Zwangsabschiebung verhindert

■ Kurden drohen in der Türkei Menschenrechtsverletzungen / Deshalb stellt sich der Nürnberger Stadtrat gegen einen Beschluß des bayerischen Innenministeriums

Nürnberg (taz) - Mit der Stimmenmehrheit von SPD und Grünen hat jetzt der Nürnberger Stadtrat beschlossen, eine geplante Abschiebung von Kurden in die Türkei zu verhindern. SPD -Oberbürgermeister Schönlein wird das Ausländeramt der Stadt entsprechend anweisen. Diese Regelung soll solange gelten, bis gewährleistet ist, daß die Menschenrechte der Kurden in der Türkei gewahrt sind. Als grundsätzliche Richtlinie für den Vollzug des Ausländergesetzes beschloß der Stadtrat, daß niemand einem Staat überantwortet werden darf, „wenn es begründete Anhaltspunkte dafür gibt, daß der betroffene Mensch der Folter oder unmenschlicher oder erniedrigender Behandlung oder Bestrafung ausgesetzt wird“. Die CSU -Fraktion hatte zusammen mit dem SPD-Rechtsreferenten der Stadt Nürnberg, Richard Sauber, die Zuständigkeit der Stadt in diesen Punkten verneint. Doch der Stadtrat will den Handlungsspielraum der Stadt voll ausschöpfen und notfalls eine Klage der Regierung von Mittelfranken als zuständiger Rechtsaufsicht für die Stadt riskieren. Die Grünen sind der Ansicht, daß es zum „pflichtgemäßen Ermessen“ des Oberbürgermeisters gehört, Einzelfälle zu prüfen und nicht alles nachzuvollziehen, was das Innenministerium in Zusammenarbeit mit dem Auswärtigen Amt vorgibt.

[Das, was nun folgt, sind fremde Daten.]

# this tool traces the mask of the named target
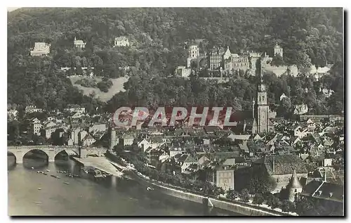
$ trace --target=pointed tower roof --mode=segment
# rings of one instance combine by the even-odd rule
[[[293,176],[290,179],[288,187],[289,189],[303,188],[300,181],[298,180],[298,176],[296,175],[296,171],[295,170],[293,170]]]

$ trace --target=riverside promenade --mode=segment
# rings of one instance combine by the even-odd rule
[[[123,170],[125,167],[106,159],[105,157],[87,157],[85,158],[79,158],[73,157],[73,159],[83,164],[85,167],[93,167],[113,176],[122,177],[124,175]],[[121,171],[119,171],[115,166],[120,167]]]

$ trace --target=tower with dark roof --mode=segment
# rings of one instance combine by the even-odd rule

Auch im Fall des von der Zwangsabschiebung bedrohten 26jährigen Aurun Kumar Saha aus Bangladesch schlossen sich die Sozialdemokraten einem Dringlichkeitsantrag der Grünen an. Hier soll der Oberbürgermeister von einer Abschiebung des Flüchtlings absehen, der nach Ablehnung seiner Asylanträge seit über einem halben Jahr von Mitgliedern der evangelischen Kirchengemeinde St.Jobst in Nürnberg vor dem Zugriff der Polizei versteckt wird. Saha steht bereits auf der Fahndungsliste der Polizei; Mitte vergangener Woche wurde eine zweite Petition gegen die Abschiebung im Landtag abgelehnt.

In seiner Heimat drohen ihm Folter und die Todesstrafe. Seit Jahren werden Hindus, zu denen auch Saha gehört, in Bangladesch als religiöse Minderheit verfolgt. Zudem ist Saha Mitglied der oppositionellen Baksal-Partei. Nachdem versucht worden war, ihm einen Mord anzulasten, floh er im Januar 1986 in die Bundesrepublik. Seine bisherigen Asylanträge waren als „offensichtlich unbegründet“ abgelehnt worden.